Noting that prior efforts had missed responders who ignored passive outreach efforts, potentially because they lacked symptoms, we conducted a brief telephone-based assessment in a sample of a sub-cohort of people who had not completed any outreach survey form. Among the 3,604 cohort members who had not responded to the main outreach surveys (“non-participants”), we selected a random sample of size N = 320, and between July 16th and September 18th, 2020, we successfully contacted N = 255 of them, thus resulting in an 80% response rate (hereafter the “confirmatory outreach sample”). No statistically significant differences were observed between these responders and the remaining N = 65 individuals in terms of age, sex, race, and employment status. Among the 255 patients in the confirmatory outreach sample, 23 participated in the seroprevalence survey.

Measures

The results of the seroprevalence survey were stratified by demographic characteristics, the history of symptoms, and the history and results of polymerase chain reaction (PCR) testing. In addition, we examined the time between the antibody testing and the onset of symptoms or PCR diagnosis, and analyzed its relationship to the antibody testing results and titers among those who tested positive. Antibody titers were available for a subset of patients who tested positive. We compared these results among patients with and without history of symptoms.

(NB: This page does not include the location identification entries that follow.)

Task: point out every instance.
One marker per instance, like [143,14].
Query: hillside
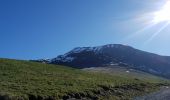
[115,54]
[25,80]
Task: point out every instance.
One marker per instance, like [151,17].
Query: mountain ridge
[115,54]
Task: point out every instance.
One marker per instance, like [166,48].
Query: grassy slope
[31,80]
[126,72]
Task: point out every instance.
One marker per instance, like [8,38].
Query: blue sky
[33,29]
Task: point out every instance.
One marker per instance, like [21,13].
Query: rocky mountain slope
[115,54]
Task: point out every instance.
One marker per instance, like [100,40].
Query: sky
[34,29]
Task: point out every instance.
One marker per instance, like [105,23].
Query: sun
[163,15]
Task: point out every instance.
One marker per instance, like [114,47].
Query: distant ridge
[115,54]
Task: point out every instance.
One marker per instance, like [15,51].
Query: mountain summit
[115,54]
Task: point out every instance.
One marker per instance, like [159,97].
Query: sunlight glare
[163,14]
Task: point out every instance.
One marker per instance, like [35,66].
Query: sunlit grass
[24,79]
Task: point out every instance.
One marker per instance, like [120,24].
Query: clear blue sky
[32,29]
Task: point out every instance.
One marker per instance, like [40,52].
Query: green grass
[31,80]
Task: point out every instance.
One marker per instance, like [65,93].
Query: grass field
[36,81]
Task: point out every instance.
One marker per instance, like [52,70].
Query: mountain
[115,54]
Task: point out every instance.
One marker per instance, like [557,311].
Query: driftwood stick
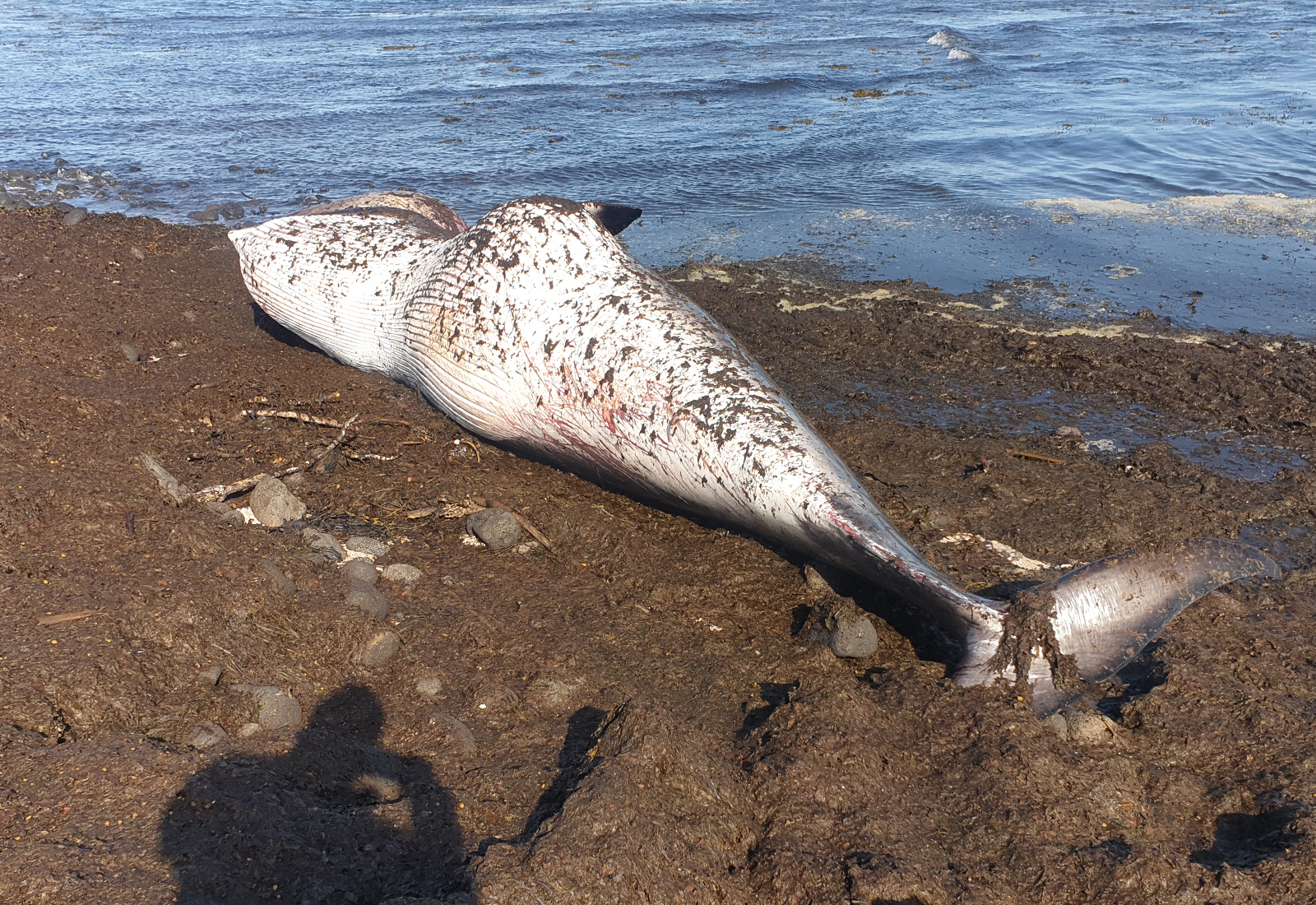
[65,617]
[293,416]
[1035,457]
[224,491]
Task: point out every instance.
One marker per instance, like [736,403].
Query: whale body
[535,327]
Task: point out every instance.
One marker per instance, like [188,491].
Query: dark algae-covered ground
[195,711]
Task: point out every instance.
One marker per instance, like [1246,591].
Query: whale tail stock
[1090,623]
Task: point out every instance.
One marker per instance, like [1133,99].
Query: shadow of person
[333,819]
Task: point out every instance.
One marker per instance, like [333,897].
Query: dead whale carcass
[536,329]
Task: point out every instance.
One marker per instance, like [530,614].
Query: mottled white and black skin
[536,329]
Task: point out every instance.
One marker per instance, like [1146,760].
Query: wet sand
[632,716]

On the basis of multiple data sources, we classified all individuals as one of the following: confirmed COVID-19 positive, confirmed COVID-19 negative, symptomatic / PCR-negative / not tested for antibodies, symptomatic untested, and without known history of symptoms or testing. A case was defined as confirmed COVID-19 positive if a positive IgG antibody test or an EMR- or self-reported positive PCR test was present. A case was defined as confirmed COVID-19 negative if it was antibody-negative and was not classified as confirmed positive. Symptomatic patients with negative PCR test results and no antibody testing were classified as a separate category, because the PCR tests might have been false negative or performed outside the detection window. We show the epidemiologic curve of symptom onset dates stratified by confirmed or unconfirmed status and excluding symptomatic cases confirmed to be negative.

The COVID-19 positive cases were classified as asymptomatic, mildly symptomatic (with recovery without hospitalization), or severe (with hospitalization and/or death), on the basis of self-reported symptomatology and the EMR. Disease progression characteristics included CHR, CFR, and HFR.

Estimation of epidemiologic parameters

We provide estimates of the following epidemiologic parameters of interest: cumulative incidence of SARS-CoV-2 through August 31, 2020, asymptomatic proportion, CHR, CFR, and HFR.

Cumulative incidence was estimated as the proportion of seroprevalence survey participants who tested positive for IgG antibodies. Given the differences in some demographic characteristics between the seroprevalence survey sample and the remaining cohort members, we used logistic regression to perform standardization of cumulative incidence according to the demographic characteristics that significantly differed between groups [36]. In addition, we computed the cumulative incidence by including survey participants who tested negative for IgG antibodies, but who had a record of a positive PCR test.

The asymptomatic proportion was estimated among the seroprevalence survey participants who tested positive for IgG antibodies. To corroborate this result, we additionally estimated the asymptomatic proportion among the confirmed positive COVID-19 cases identified via the outreach survey, adjusting for potential self-selection bias based on the stratified results estimated in the main and the confirmatory outreach samples (estimation approach details are provided in the S1 Appendix).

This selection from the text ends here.